6. Answer research questions

Remember to keep the initial questions in mind. We want to pick out the weather station with minimum elevation and examine its temperature.

Some ideas for steps: 1. subset the data for the weather station with minimum elevation 2. look at histograms of temperature 3. make a time series plot (need to create date variable) 4. make a map to see where it is

6a. Subset minimum elevation site

# Subset data for the weather station with minimum elevation

6b. Histogram of temperature at minimum elevation site

plt.hist(...)

6c. Create date variable and time series plot

  • Look at the time series of temperature at this location. For this we will need to create a date-time variable for the x-axis.

  • Summarize any trends that you see in these time series plots.

# Create a date variable for min_elev_station
min_elev_station = min_elev_station.copy()
min_elev_station['date'] = pd.to_datetime(
    min_elev_station[...]
)

# Sort by date
min_elev_station = min_elev_station.sort_values('date')

# Create line plot of temperature by date

plt.plot(...)
plt.xlabel()
plt.ylabel()
plt.show()

Summarize time series plot:

6d.
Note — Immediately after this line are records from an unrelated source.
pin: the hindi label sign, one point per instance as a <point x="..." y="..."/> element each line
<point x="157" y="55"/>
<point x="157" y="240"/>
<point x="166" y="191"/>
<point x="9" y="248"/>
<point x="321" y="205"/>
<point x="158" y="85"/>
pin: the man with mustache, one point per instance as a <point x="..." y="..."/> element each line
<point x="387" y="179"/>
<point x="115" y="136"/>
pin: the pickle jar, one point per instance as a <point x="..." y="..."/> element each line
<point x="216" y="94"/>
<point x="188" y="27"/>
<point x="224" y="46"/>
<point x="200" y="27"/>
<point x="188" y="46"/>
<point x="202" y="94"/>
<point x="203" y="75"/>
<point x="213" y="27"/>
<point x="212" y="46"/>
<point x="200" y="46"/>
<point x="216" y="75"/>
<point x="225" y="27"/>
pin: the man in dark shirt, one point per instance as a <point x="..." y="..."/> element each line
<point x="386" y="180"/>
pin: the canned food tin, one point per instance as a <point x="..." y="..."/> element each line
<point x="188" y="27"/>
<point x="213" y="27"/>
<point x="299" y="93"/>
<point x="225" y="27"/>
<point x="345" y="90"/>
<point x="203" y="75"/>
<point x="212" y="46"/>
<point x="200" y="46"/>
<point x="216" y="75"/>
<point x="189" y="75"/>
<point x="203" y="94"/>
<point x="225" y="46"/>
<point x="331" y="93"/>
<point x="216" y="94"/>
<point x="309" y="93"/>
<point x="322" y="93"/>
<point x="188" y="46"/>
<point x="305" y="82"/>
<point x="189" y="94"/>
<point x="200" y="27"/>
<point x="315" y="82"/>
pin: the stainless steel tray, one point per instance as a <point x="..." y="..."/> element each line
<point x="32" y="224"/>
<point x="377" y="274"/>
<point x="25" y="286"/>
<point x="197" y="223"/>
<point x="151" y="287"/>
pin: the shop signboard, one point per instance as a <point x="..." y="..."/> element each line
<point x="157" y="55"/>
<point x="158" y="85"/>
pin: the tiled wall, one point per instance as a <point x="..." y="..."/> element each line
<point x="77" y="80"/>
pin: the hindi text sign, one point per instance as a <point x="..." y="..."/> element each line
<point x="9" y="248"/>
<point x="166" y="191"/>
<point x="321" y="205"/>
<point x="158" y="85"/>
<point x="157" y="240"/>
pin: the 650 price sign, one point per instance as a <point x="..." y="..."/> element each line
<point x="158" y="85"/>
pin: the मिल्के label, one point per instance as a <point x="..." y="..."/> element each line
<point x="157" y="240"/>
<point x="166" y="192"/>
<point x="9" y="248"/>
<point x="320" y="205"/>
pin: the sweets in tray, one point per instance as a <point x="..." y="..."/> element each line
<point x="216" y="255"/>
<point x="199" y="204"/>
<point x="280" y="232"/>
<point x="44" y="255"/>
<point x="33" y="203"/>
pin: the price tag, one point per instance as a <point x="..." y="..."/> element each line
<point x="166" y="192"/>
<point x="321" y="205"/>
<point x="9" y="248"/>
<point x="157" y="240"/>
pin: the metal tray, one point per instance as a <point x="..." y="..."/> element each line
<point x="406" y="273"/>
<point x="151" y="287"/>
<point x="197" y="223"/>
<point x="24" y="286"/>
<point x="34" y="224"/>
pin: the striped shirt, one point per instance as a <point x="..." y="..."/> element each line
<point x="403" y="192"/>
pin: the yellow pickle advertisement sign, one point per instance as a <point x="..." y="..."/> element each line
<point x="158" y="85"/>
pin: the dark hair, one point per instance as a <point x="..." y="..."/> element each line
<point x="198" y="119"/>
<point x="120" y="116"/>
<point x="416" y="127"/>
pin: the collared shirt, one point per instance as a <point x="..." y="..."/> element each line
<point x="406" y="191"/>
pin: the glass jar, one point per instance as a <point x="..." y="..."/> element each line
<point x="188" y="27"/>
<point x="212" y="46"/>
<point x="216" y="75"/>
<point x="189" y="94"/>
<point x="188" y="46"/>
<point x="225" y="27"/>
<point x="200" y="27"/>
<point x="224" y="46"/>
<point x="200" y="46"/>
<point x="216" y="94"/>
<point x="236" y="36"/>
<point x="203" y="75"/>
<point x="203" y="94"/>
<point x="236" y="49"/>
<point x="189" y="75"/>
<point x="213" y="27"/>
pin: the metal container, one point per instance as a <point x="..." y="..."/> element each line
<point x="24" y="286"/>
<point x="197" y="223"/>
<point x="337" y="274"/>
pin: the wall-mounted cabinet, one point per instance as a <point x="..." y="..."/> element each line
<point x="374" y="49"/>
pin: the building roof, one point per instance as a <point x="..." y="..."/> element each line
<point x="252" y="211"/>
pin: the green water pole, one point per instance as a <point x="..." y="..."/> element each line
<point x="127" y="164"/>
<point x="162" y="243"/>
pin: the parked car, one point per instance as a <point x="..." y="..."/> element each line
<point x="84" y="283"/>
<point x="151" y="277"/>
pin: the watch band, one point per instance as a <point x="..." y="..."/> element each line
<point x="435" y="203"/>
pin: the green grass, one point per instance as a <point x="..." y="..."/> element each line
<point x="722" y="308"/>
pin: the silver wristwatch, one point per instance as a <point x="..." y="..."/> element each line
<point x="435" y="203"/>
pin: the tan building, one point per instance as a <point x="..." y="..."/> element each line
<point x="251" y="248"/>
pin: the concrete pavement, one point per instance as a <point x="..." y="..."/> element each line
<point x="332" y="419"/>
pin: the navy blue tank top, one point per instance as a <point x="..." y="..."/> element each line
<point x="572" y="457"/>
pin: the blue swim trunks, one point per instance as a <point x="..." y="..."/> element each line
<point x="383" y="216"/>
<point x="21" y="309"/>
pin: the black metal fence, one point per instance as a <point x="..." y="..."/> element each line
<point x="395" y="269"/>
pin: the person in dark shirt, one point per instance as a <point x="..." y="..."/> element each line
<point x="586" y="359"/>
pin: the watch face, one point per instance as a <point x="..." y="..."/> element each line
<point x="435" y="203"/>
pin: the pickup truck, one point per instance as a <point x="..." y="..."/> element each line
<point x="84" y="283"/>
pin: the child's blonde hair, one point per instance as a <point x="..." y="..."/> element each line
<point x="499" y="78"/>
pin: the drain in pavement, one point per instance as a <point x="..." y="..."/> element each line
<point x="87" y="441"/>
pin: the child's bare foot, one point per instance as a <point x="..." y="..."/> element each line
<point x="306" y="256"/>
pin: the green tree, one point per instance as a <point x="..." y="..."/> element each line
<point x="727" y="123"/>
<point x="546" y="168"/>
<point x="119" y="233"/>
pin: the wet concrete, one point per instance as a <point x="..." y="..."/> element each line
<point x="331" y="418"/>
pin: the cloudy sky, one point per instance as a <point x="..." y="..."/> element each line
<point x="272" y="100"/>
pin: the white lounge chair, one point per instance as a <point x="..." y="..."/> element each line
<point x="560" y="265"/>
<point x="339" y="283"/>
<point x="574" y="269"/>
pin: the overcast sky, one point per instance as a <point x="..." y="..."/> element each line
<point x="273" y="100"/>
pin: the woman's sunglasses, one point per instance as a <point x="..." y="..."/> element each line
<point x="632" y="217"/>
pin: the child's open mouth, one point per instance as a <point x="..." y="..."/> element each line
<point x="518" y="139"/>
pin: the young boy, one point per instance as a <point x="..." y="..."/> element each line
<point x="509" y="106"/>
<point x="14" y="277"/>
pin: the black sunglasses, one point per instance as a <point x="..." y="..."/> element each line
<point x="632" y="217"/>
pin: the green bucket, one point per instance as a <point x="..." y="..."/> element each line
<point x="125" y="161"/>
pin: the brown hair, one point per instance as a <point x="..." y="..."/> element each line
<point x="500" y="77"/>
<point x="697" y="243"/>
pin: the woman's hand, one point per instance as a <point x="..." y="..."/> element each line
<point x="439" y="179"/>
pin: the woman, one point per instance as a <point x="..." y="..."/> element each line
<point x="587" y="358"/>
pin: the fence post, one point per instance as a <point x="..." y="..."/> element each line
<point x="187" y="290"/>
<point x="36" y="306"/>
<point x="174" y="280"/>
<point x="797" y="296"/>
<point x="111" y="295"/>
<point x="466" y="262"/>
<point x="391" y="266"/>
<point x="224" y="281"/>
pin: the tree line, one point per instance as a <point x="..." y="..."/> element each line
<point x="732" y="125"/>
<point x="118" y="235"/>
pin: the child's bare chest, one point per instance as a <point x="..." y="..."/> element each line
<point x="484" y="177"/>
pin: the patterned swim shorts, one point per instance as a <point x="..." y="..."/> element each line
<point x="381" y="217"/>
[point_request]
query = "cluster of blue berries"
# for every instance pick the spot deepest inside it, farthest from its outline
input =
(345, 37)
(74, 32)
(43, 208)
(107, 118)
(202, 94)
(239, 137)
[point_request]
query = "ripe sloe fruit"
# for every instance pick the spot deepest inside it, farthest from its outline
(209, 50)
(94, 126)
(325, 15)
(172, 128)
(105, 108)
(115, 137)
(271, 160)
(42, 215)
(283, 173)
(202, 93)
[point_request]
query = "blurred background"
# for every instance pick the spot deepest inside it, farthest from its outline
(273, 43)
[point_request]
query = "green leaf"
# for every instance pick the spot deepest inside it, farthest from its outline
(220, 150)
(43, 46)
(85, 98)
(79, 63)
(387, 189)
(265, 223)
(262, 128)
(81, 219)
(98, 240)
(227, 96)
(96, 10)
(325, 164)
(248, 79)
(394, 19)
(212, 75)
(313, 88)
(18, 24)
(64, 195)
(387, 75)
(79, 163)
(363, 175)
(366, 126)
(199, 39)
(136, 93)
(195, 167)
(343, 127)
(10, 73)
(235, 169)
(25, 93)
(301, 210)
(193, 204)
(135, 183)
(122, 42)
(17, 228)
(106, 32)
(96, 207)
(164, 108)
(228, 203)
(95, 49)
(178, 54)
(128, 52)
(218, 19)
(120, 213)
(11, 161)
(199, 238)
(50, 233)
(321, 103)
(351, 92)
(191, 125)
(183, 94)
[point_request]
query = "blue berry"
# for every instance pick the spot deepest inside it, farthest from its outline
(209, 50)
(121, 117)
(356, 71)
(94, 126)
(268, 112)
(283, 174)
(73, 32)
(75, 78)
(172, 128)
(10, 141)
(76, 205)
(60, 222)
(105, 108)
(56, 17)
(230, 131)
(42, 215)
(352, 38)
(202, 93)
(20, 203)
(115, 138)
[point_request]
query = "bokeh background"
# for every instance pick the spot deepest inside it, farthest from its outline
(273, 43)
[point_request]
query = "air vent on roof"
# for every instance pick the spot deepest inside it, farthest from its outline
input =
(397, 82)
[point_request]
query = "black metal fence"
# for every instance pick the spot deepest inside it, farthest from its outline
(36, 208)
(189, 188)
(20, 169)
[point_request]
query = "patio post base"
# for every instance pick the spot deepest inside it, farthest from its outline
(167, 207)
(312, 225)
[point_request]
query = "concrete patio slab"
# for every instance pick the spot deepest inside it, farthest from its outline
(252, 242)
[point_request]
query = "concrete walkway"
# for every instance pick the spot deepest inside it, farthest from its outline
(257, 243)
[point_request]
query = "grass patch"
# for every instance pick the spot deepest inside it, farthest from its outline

Where is the lowest weather station?

station_location = min_elev_station[...].drop_duplicates()

lat = station_location['lat'].iloc[0]
lon = station_location['lon'].iloc[0]
elev = station_location['elev'].iloc[0]

# make elev into GeoDataFrame for mapping
gdf = gpd.GeoDataFrame(
    {'elevation': [elev]},
    geometry=gpd.points_from_xy([lon], [lat]),
    crs='EPSG:4326'
)

# Convert to Web Mercator for basemap
gdf = gdf.to_crs('EPSG:3857')

# map
fig, ax = plt.subplots(figsize=(10, 8))
gdf.plot(ax=ax, color='red', markersize=300, marker='*', edgecolor='black', linewidth=2, zorder=5)
cx.add_basemap(ax, source=cx.providers.OpenStreetMap.Mapnik)
ax.set_xlabel('Longitude')
ax.set_ylabel('Latitude')
ax.set_title(f'Lowest Elevation Station (Elevation: {elev} m)')
plt.show()

Summarize where the lowest elevation station is located.